Caricias acordonadas.


Oh violín tu que me violas constantemente con el metal acuoso de tus cuerdas sonando dentro de mi cerebro, vas congelando mi medula in el interior de unos huesos que tiemblan con el simple hecho de escucharte. Mientras mi cuerpo me transporta ingrávido a otro lugar mientras permanezco embelesado contemplando las curvas de tu figura.

Suena música clásica en una noche como es la de hoy, tan mágica que todos los niños de la gran ciudad eran por la tarde pequeños adultos cargando con sus padres y sus escaleras, de todos los tamaños y distintos materiales. Una horda de diminutos trepadores de estrellas y recolectores del azúcar de los que siguen mezclando el sueño con el dulce caramelo.
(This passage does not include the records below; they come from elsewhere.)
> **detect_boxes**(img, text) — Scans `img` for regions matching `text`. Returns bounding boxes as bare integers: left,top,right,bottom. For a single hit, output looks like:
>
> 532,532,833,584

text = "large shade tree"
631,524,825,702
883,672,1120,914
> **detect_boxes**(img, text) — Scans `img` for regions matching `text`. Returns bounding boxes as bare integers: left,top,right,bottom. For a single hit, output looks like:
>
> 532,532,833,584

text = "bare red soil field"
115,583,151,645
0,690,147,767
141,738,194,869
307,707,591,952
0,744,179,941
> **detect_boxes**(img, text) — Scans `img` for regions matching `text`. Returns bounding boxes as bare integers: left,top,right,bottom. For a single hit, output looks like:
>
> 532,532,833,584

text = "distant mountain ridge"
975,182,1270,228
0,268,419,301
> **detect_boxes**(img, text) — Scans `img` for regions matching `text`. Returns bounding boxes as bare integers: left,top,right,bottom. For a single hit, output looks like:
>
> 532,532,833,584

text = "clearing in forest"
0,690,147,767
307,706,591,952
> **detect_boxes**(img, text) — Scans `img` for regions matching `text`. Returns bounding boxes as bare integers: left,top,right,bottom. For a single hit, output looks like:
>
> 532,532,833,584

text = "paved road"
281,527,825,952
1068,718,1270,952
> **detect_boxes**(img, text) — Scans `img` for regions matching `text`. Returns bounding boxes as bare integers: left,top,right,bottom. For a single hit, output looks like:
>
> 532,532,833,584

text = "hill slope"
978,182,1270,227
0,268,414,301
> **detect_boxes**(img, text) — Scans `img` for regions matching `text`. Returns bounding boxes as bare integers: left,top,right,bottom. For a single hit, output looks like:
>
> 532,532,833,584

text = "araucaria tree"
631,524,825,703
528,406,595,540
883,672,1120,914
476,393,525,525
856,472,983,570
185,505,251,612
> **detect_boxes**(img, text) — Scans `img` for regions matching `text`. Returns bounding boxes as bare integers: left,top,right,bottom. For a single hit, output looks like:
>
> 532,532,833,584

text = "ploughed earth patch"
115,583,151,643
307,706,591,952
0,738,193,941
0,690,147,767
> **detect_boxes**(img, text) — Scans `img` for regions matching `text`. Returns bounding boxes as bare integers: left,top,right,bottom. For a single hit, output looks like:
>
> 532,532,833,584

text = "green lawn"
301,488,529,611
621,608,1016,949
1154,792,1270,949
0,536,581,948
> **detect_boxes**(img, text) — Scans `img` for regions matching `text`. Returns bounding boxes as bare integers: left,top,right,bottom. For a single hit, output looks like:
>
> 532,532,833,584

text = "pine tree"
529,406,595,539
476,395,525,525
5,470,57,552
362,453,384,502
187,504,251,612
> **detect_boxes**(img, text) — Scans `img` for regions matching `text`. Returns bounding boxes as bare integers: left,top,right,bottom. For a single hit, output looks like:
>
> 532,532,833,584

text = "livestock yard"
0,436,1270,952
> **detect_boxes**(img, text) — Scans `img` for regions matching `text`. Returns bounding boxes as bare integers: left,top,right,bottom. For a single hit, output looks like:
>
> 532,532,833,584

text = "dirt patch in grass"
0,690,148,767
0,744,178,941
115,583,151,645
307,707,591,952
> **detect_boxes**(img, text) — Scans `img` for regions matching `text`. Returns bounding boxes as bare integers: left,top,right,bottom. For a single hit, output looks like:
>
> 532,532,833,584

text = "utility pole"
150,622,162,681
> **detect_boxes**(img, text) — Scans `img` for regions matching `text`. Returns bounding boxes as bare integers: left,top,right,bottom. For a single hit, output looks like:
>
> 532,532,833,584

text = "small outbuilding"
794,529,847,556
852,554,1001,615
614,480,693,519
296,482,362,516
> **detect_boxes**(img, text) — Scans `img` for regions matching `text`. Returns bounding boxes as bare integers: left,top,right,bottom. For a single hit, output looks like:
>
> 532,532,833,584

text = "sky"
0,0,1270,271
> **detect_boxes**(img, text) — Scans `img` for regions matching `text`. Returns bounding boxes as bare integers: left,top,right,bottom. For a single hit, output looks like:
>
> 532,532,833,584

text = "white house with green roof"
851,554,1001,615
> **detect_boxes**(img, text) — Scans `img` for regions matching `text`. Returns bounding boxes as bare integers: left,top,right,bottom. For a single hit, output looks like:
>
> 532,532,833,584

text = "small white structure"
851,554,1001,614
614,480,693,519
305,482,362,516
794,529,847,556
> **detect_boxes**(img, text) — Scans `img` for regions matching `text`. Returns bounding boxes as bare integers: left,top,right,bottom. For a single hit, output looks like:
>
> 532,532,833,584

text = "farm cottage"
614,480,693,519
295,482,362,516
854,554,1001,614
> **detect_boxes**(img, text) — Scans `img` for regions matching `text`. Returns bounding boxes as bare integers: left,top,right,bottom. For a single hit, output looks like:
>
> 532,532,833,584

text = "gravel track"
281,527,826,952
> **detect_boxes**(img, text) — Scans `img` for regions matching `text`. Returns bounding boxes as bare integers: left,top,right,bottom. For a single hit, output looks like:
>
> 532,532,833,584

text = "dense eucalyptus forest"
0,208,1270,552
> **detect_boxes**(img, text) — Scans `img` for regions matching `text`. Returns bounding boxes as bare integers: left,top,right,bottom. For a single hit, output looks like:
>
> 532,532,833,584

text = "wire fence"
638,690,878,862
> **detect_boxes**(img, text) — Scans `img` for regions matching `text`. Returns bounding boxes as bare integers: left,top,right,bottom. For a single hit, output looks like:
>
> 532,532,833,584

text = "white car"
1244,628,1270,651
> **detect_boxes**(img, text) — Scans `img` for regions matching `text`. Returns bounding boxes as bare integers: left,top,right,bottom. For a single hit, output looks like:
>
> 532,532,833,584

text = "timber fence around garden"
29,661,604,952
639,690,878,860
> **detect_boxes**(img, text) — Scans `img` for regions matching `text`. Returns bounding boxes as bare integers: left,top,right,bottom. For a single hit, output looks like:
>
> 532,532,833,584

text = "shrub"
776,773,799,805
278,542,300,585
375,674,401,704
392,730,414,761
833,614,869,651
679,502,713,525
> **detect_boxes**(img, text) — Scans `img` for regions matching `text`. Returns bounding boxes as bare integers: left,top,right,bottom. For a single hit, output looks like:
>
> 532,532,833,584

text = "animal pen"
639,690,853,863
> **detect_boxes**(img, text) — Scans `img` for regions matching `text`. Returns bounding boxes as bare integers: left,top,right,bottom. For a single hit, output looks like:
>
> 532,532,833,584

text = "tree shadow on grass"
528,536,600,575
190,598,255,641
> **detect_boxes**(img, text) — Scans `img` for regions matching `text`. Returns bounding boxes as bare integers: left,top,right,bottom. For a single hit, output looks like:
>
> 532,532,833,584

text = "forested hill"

Vendrán los camellos allanando nuestras moradas para dejar a su manera los regalos escogidos y las sonrisas de todas las edades volverán inocentes como cada año en esa misma mañana, impaciencia rajando tantas envolturas como cabria encontrar dentro de un cementerio de árboles a tamaño mundial, ilusiones rotas y esparcidas entre la frustración de juntar todos los pedazos alternadas con alegres deseos cumplidos. La suerte es una rastrera compañera que por una noche se vende al mejor postor como una vulgar ramera cualquiera.

Y yo como cada año comenzaré mi propia lucha personal, tapiaré las puertas y cavaré trincheras por toda la casa donde pueda salvaguardarme de las largas manos de los reyes, que no son más que la estampa buena y amable de sus adversas intenciones… roban la felicidad del resto del año dejando exclusivamente un efímero recuerdo que tan sólo perdura el resto del día. Al siguiente, más dura y cruda realidad en raciones individuales y esta vez, sin papel de colores.

Pero prefiero mis mañanas que ahora se visten libres entre las trompetas y los saxos… quizás un seductor chelo acompañado por un buen piano en la ducha mientras el café va encontrando su propio aroma a fuego lento y cientos de noches mecido en el arrullo de un violín que con sus sinceros lamentos me condena al placentero sosiego de los hombres de hielo que en pleno invierno no hacen más que sonreír abiertamente frente a ese viento que les convierte en algo más, en parte concreta del frío. Un velo fino que desaparecerá cuando llegue el momento, pero ahora es feliz porque a estas alturas es el rey de la ciudad que llena de humo las aceras.